One of the problems we face today, that I doubt occurred on the same level in 1600, is the political agendas, driven by money and greed, that foment false information about animal behavior. For whatever the reasons, predators, such as bears and wolves/coyotes, seem to have attained, in certain people’s minds, a higher level of existence, perhaps even compared to that of humans, and demands are predominant that these potentially deadly creatures need to be protected at many levels. With that thought, it then becomes necessary to stop telling the Red Riding Hood and Goldilocks stories and instead replace them with stories of how important these “keystone predators” and “species indicators” are; that they deserve a better life than humans have given them in the past, resulting in, “they are more afraid of you than you are of them.” Over the years this agenda-driven propaganda now shows its ugly face in the offices of fish and game departments and consequently in our newspapers and television sets, among others.
Because of this brainwashing, which of course, is what it is, and the fact that because all of us are human and thus our perspectives vary based on the degree of brainwashing and willingness to be intellectually lazy and accept politically motivated advocacy, disguised as science, we see differing accounts of animal behavior in newspaper and other media sources, most always originating from the halls of fish and game headquarters.

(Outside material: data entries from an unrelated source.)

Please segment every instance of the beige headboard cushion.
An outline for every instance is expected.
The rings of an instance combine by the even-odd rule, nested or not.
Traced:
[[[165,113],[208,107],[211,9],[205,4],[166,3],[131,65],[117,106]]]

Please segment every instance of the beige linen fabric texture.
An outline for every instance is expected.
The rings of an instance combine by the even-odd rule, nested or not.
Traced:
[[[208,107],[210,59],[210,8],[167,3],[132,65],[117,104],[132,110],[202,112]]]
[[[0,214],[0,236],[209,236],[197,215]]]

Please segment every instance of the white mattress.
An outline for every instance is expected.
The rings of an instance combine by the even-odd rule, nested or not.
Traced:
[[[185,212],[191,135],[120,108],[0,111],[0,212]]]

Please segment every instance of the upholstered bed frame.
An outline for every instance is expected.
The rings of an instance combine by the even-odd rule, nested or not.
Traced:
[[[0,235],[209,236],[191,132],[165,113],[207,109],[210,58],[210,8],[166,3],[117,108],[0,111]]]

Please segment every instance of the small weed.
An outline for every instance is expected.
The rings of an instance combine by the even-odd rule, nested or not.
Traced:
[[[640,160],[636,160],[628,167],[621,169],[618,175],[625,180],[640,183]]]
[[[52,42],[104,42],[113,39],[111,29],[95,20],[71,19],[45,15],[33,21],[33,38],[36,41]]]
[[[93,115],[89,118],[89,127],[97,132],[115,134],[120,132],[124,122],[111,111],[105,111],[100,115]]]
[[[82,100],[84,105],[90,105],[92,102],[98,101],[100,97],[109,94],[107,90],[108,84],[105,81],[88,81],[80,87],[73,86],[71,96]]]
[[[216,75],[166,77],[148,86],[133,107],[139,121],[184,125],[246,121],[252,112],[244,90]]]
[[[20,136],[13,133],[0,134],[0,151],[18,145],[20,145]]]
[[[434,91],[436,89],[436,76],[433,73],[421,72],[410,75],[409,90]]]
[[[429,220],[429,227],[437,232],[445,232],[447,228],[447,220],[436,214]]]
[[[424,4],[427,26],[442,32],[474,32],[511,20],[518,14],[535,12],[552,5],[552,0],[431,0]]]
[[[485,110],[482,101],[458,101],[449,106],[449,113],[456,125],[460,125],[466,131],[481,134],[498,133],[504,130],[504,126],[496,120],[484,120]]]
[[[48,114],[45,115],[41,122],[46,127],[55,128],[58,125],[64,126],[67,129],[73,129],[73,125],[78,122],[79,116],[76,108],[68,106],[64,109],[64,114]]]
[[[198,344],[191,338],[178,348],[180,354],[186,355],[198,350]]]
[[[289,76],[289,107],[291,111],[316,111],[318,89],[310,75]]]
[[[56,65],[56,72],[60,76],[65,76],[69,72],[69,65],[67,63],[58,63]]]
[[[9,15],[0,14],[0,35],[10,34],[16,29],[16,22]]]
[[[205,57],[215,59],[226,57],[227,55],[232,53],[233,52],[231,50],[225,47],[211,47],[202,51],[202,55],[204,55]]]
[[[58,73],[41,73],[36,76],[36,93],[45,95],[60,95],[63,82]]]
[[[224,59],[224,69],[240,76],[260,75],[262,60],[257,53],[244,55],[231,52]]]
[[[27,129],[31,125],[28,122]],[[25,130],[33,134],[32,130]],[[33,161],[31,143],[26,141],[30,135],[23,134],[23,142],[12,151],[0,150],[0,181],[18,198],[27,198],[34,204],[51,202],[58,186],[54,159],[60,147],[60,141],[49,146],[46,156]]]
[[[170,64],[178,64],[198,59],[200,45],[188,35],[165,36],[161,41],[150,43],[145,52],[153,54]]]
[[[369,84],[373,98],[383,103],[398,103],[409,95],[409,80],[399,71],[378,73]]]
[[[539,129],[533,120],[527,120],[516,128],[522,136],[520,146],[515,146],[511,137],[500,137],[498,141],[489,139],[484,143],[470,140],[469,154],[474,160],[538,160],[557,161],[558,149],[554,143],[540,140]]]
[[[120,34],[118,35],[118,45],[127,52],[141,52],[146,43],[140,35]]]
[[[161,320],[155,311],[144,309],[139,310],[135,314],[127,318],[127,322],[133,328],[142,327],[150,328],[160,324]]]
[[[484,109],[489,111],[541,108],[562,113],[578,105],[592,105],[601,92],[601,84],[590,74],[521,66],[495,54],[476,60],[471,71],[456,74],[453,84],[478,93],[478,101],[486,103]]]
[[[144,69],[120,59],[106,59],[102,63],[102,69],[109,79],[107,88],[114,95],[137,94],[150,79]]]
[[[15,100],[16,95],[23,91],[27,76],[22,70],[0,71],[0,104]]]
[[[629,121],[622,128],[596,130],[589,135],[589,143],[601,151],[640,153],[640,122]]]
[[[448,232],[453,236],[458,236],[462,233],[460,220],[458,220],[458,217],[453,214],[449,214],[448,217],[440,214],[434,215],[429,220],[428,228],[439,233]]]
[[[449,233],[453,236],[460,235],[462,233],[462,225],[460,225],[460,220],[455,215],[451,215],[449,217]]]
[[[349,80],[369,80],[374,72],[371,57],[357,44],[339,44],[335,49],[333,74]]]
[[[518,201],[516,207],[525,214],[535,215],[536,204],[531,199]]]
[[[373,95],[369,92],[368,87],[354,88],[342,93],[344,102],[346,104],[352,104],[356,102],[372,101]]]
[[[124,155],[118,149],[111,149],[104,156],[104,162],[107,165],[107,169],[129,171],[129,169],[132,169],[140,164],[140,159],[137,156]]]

We know that few, if any, media outlets bother to investigate claims made by government officials or any one else that might be deemed “officials”, with the onset of computer technology, it’s much easier to “copy and paste.”
Consider the tale of two newspaper accounts about black bears and bear behavior. One account, from the Bangor Daily News in Maine, tells of what behavior black bears take on as they head into fall, gorging themselves on food in preparation for the long upcoming winter hibernation.
Below are a few comments and quotes taken from the BDN news article.
Yet human-bear conflicts rarely increase during the bears’ fall foraging frenzy, according to both Cross and Vashon. Fall is a time when natural food is abundant, and that’s usually what bears are going after.
(Human-bear conflicts are actually more common in the spring, when a bear has just emerged from its den and is searching for sustenance when natural food is scarce.)
“Most conflicts happen where people aren’t used to having bears around,”
Still, Maine’s estimated 31,000 black bears keep to themselves, if they can help it. And upon seeing a human, they typically will run in the opposite direction.
“The only problem is when a bear is cornered. I think that’s when you’re at the greatest risk — If you’re between a bear and cubs or between a bear and its escape route,” Vashon said. “A good example is if you find a bear in your garage and you’re blocking the door.”
Let me point out that the information given in this account isn’t necessarily false information. It’s just that, like most of these reports, they never tell about the conditions that come up when bears are more likely to encounter humans and why. It’s always about how rare it is. Well, rarity is subjective and nobody that I’m aware of cares of the rarity of human/bear encounters when they have been attacked, “inexplicably” by a bear.
Take as an example what went on in nearby Nova Scotia. Two women, in the woods east of Port Lorne, between East Shore Road and the Bay of Fundy, were chased by a black bear for about an hour. Eventually, the two women came upon a hunting camp, described in the report as a shack, broke out a window and went inside to escape the attacking bear. Is this some of that “rare” bear behavior? Or, is this some of that animal behavior we really don’t know anything about?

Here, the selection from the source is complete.